Das Thema „Fermentation“ ist unter kochtechnischen Aspekten seit einigen Jahren die Nummer 1 und interessiert neben Profis auch viele Privatköche. Ein wichtiger Grund dafür könnte sein, dass man mit Hilfe fermentierter Produkte gerade in die Gemüseküche, in die vegetarische und die vegane Küche mehr „Farbe“ bekommt. Wie darf man sich die Wirkung vorstellen? Eines der beeindruckendsten Erlebnisse habe ich erst kürzlich wieder bei dem niederländischen Drei Sterne-Koch Jonnie Boer von der „Librije“ in Zwolle gehabt. Boer hatte schon vor Jahren über die Universität Zwolle und mit Hilfe japanischer Fermentierungsbehälter seine Forschungen aufgenommen. Heute präsentiert er eine ganze Reihe von bestechend guten Gerichten. Ein einfaches Beispiel: sein fermentierter Rotkohlsaft schmeckt wie eine Essenz aus einer anderen kulinarischen Welt.
Man erkennt sofort, dass es Rotkohl ist, bekommt dann aber einen faszinierenden aromatischen Hintergrund, der mit keiner Würze, nicht mit Glutamat oder sonstigen Zugaben vergleichbar ist. Kein Wunder also, dass zum Beispiel René Redzepi gleich eine ganze Abteilung für Fermentation in einem weiteren Haus in der Nähe seines Restaurants „Noma“ in Kopenhagen unterhält.

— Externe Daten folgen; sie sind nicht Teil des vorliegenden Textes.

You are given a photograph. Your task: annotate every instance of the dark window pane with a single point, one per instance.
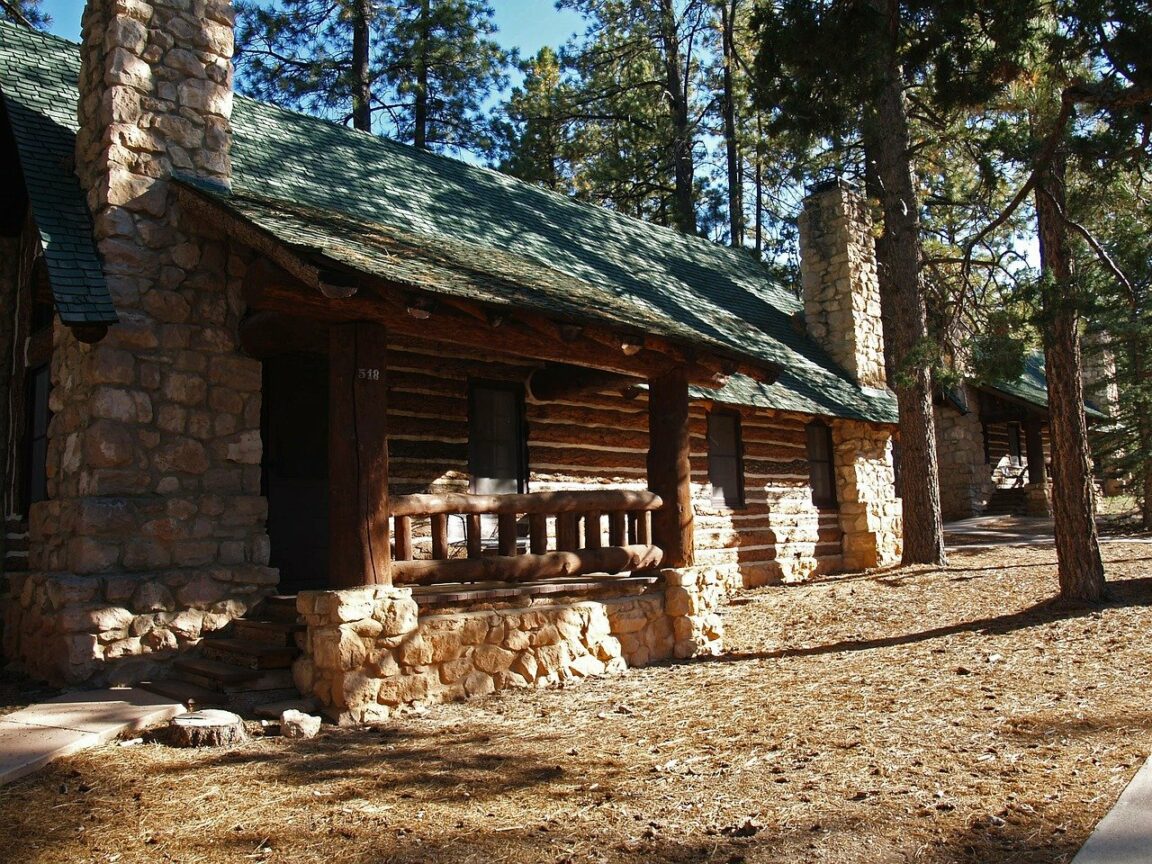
(726, 469)
(821, 465)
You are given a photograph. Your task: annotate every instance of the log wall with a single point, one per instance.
(599, 439)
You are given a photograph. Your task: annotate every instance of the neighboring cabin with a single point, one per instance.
(255, 353)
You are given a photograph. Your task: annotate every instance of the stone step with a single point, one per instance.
(186, 692)
(273, 710)
(268, 633)
(212, 673)
(249, 654)
(245, 702)
(206, 673)
(277, 607)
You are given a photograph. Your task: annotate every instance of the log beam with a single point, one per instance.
(527, 568)
(358, 529)
(669, 468)
(561, 380)
(527, 503)
(268, 287)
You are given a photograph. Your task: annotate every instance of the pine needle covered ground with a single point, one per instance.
(917, 715)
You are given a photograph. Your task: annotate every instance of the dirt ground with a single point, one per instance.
(916, 715)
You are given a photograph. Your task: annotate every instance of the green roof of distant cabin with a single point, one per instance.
(447, 227)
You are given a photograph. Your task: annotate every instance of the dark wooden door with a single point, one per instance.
(296, 468)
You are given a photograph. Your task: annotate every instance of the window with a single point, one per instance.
(1014, 444)
(726, 468)
(497, 457)
(821, 468)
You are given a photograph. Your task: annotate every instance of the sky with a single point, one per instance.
(524, 24)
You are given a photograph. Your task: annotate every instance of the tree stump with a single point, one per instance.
(210, 727)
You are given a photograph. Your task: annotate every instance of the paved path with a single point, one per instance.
(36, 735)
(1124, 835)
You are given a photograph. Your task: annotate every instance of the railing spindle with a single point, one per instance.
(507, 533)
(567, 531)
(592, 539)
(538, 532)
(475, 540)
(643, 528)
(403, 535)
(618, 528)
(439, 536)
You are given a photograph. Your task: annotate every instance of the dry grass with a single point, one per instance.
(918, 715)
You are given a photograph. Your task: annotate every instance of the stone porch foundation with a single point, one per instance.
(371, 650)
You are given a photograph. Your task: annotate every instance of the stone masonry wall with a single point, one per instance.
(153, 530)
(965, 479)
(870, 513)
(370, 651)
(841, 290)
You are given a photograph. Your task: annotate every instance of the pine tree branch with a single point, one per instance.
(1101, 254)
(15, 14)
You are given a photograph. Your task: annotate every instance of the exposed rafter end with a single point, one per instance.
(336, 285)
(419, 308)
(569, 332)
(89, 333)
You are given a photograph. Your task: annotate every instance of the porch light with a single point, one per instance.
(336, 285)
(570, 332)
(419, 308)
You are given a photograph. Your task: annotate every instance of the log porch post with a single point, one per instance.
(1033, 449)
(668, 467)
(358, 533)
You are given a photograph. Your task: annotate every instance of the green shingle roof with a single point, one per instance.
(38, 83)
(448, 227)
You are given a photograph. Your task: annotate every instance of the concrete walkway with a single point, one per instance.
(36, 735)
(1124, 835)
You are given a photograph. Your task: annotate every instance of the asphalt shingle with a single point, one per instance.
(444, 226)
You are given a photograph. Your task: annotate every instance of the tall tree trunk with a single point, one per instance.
(421, 99)
(728, 106)
(1081, 570)
(759, 188)
(681, 143)
(362, 76)
(887, 149)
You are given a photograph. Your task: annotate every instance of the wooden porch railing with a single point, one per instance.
(629, 545)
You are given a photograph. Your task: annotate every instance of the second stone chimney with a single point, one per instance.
(841, 292)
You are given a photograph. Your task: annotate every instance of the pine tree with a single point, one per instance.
(840, 70)
(639, 106)
(27, 13)
(535, 130)
(441, 63)
(416, 70)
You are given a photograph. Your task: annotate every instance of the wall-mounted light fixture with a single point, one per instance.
(419, 308)
(631, 346)
(569, 332)
(336, 283)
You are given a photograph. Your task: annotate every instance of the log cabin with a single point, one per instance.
(288, 407)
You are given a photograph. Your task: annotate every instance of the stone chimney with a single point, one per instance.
(153, 531)
(841, 292)
(154, 98)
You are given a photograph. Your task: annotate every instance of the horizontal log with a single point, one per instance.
(562, 381)
(611, 416)
(589, 437)
(563, 501)
(525, 568)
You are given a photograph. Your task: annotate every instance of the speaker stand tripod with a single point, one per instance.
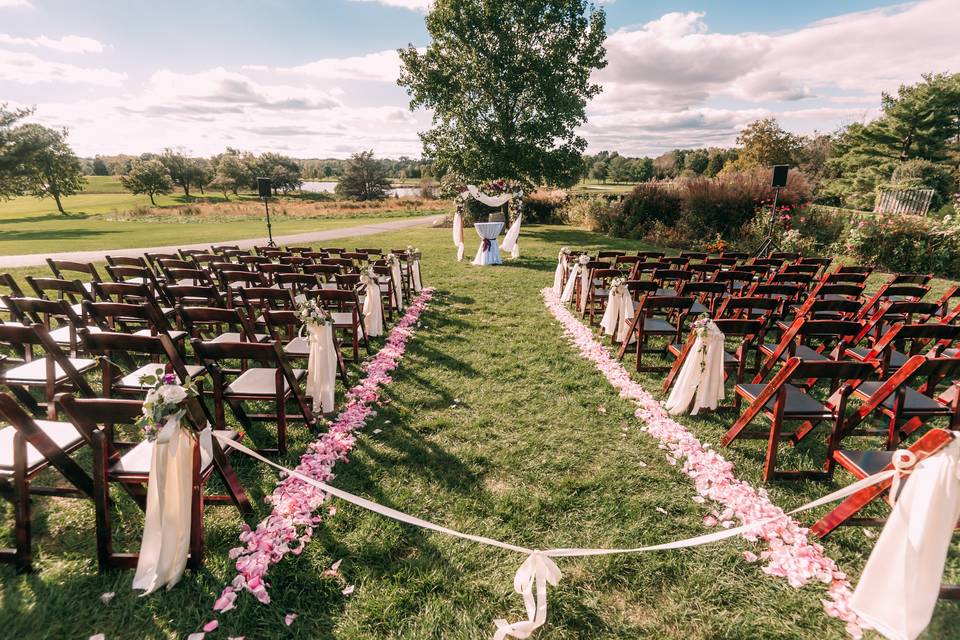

Nun ist das Buch „Fermentation“ von Heiko Antoniewicz erschienen, dem großen deutschen Spezialisten für die modernen Kochtechniken und sehr fleißigen Buchautor, der erst im März mit seinem Buch „Rohstoff“ geglänzt hat (nachzulesen im Esspapier vom 30. April). „Fermentation“ ist noch ein wenig besser und interessanter als „Rohstoff“, weil hier eine ebenso alte wie hochaktuelle Technik mit immer noch kaum überschaubaren Auswirkungen auf den Fortgang der Küche und sehr gute Anleitungen zusammen kommen. Mit an Bord ist auch der Molekularbiologe Michael Podvinec, der zunächst und auf rund vierzig Seiten diese im Grunde archaische Technik erläutert. Es geht zum Beispiel um „Die Geschichte der Fermentation“, „Vor- und Nachteile der Fermentation“, um „Arten der Fermentation“ oder um „Fermentation heute“. Das ist sehr aufschlussreich – auch weil einer der größten internationalen Experten, Sandor Ellix Katz, einige Kommentare beisteuert, etwa den Hinweis, dass nicht jedes fermentierte Produkt zwangsläufig säuerlich wie Sauerkraut oder eingelegtes Gemüse schmecken muss, sondern die Fermentation natürlich auch zeitlich begrenzt eingesetzt werden und sehr sensibel „dosiert“ werden kann.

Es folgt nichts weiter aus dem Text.